The boys roamed the countryside, quickly learning that traveling together was as dangerous as being captured by the RUF. “People were terrified of boys our ages. Some had heard rumors about young boys being forced by rebels to kill their families and burn their villages ... Some people tried to hurt us to protect themselves.”


In one instance the boys were captured by men with machetes, who tied them up and threatened to drown them, only to be saved when one man pulled a Naughty by Nature cassette from Beah’s pocket and concluded that these were innocent children, even if he wasn’t sure what rap music was.


Inadvertently separated from the others, Beah journeyed alone for awhile, wrestling with an unexpected result of uncertainty and constant flight—a ravenous fear of thinking. Eventually, he met up with some other boys, and they stumbled into a town full of overwhelmed soldiers, who fed them brown-brown (cocaine mixed with gunpowder), gave them marijuana, armed and brainwashed them into becoming a ragtag but ruthless death squad.


A Long Way Gone is relentlessly paced, an agonizing chase that enters a bleak heart of darkness once the boys are taken under the military’s wing. What happens is all the more unnerving for Beah’s stark, straightforward reporting. The officers repeatedly tell the boys the rebels they butcher are responsible for their families’ deaths. They keep up the drug supply and prompt the boys to watch endless Rambo movies. “Sometimes we were asked to leave for war in the middle of a movie. We would come back hours later after killing many people and continue the movie as if we had just returned from intermission.”

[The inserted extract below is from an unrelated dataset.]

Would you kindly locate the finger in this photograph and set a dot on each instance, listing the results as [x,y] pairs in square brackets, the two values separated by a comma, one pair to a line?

Beah’s story has a miraculous outcome: UNICEF plucked him from the regiment at 16 and sent him to a rehabilitation center to undergo a grueling re-entry into civilian life. He was invited to speak at the United Nations about the peril children face internationally and eventually fled to the United States for good. He graduated from Oberlin College in 2004 and now lives in New York City. Thousands of other children weren’t so lucky. Beah’s uncompromising voice is a potent elegy for their suffering, a powerful reminder of the innocent casualties of war.